REPUBLIKA.CO.ID, UNGARAN -- Dalam beberapa hari terakhir, masyarakat di Kabupaten Semarang, Jawa Tengah dihebohkan oleh kabar tentang Jumirah (63), Warga Terkena Proyek (WTP) Jalan Tol ruas Yogyakarta-Bawen, di Desa Kandangan, Kecamatan Bawen, Kabupaten Semarang yang harus mengembalikan uang ganti rugi hingga Rp 902 juta.
Alasannya, jumlah uang ganti rugi yang telah diterima perempuan paruh baya dari pembebasan lahan terkena proyek tol sebesar Rp 4 miliar untuk ganti rugi atas tanah seluas 3.500 meter persegi tersebut disebut kelebihan akibat kesalahan dalam appraisal.
Sementara nominal uang Rp 902 juta yang harus dikembalikan oleh Jumirah merupakan selisih dari kesalahan appraisal atas nilai tanaman hidup yang ada di eks lahan miliknya yang terkena proyek jalan tol.
Yang menjadi persoalan, uang ganti rugi yang telah diterima oleh Jumirah sudah dibagi-bagikan kepada anak-anaknya. Sementara pihak yang meminta Jumirah untuk mengembalikan selisih uang ganti rugi adalah salah satu oknum kepala dusun warga di lingkungan Desa Kandangan. Sehingga, Jumirah pun megadu kepada DPRD Kabupaten Semarang, pada Sabtu (8/4/2023) lalu untuk membantu menyelesaikan persoalan ini.
Menanggapi hal ini, Ketua Ketua DPRD Kabupaten Semarang, Bondan Marutohening yang dikonfirmasi menilai ada beberapa ketidakberesan dalam persoalan yang menimpa Jumirah, WTP proyek Tol Yogyakarta-Bawen warga Dusun Balekambang Desa Kandangan.
Ketidakberesan tersebut terkuak saat Jumirah melakukan audensi dengan DPRD Kabupaten Semarang, akhir pekan lalu. "Kebetulan saya dan Komisi A DPRD Kabupaten Semarang yang menerima dan audiensi juga dihadiri Kepala Desa Kandangan," kata Bondan.
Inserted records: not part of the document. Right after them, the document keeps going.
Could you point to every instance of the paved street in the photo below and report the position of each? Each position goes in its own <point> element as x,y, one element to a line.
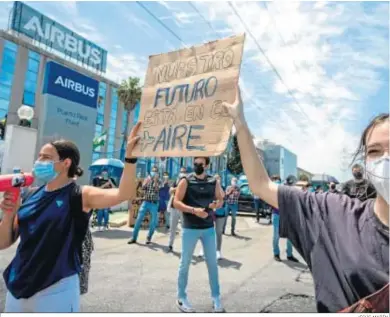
<point>140,278</point>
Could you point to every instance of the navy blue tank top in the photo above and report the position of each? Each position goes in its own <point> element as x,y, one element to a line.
<point>47,252</point>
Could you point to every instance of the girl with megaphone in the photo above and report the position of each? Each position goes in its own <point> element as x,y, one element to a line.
<point>51,224</point>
Berdasarkan pengakuan Jumirah, oknum kades dan seorang warga yang meminta WTP tersebut untuk mengembalikan uang ganti rugi mendatangi setelah pencairan uang ganti rugi pada 12 Desember 2022 lalu.
Jadi ketika pagi harinya dana ganti rugi diserahterimakan kepada Jumirah, sore harinya mereka datang untuk meminta uang yang diistilahkan kelebihan bayar tersebut. "Mereka pun datang tanpa dokumen apa- apa," ungkapnya, di Ungaran, Kabupaten Semarang, Rabu (12/4).
Terlebih, jelas politisi PDIP Kabupaten Semarang ini, aksi datang menagih atau meminta kelebihan pembayaran uang ganti rugi tersebut juga bukan kewenangan perangkat desa maupun warga. "Dari mana mereka tahu ada kelebihan bayar? Padahal kepala desa saja tidak tahu," lanjutnya.
Selain itu, Bondan juga mencium kesalahan dari tim appraisal. Karena dalam proses verifikasi terkait tanaman yang masuk objek ganti rugi, tinggi tanaman belum ada 50 sentimeter masuk kategori tanaman kecil dan nilai appraisalnya Rp 50 ribu.
Tetapi dalam persoalan ini tanaman yang ada di lahan milik Jumirah dinilai masuk kategori sedang, sehingga harga ganti ruginya Rp 400 ribu. "Berarti kesalahan ada di tim appraisal," katanya.
Yang membuat Bondan heran, berdasarkan penuturan Jumirah, jika bersedia mengembalikan uang kelebihan bayar Rp 902 juta, Jumirah dijanjikan akan mendapat Rp 100 juta. "Ini kan semakin aneh. Kalau itu kelebihan bayar semua masuk ke negara, ini kok seperti cashback atau uang pengembalian," katanya.
Melihat persoalan tersebut, Bondan menduga ada oknum yang bermain demi mendapatkan keuntungan pribadi. Maka ia menyarankan agar dilakukan penghitungan ulang terkait hak yang diterima Jumirah dan diterbitkan ketetapan baru.
Selain itu juga harus melihat kondisi Jumirah karena uang yang sudah diterima tersebut juga telah dibagikan kepada anak, kerabat, bahkan juga orang lain.
Sebab tanaman yang ada di lahan Jumirah tersebut ternyata juga milik beberapa orang. "Jadi ada yang titip tanam dan mereka sudah menerima uang ganti rugi dari Jumirah," katanya.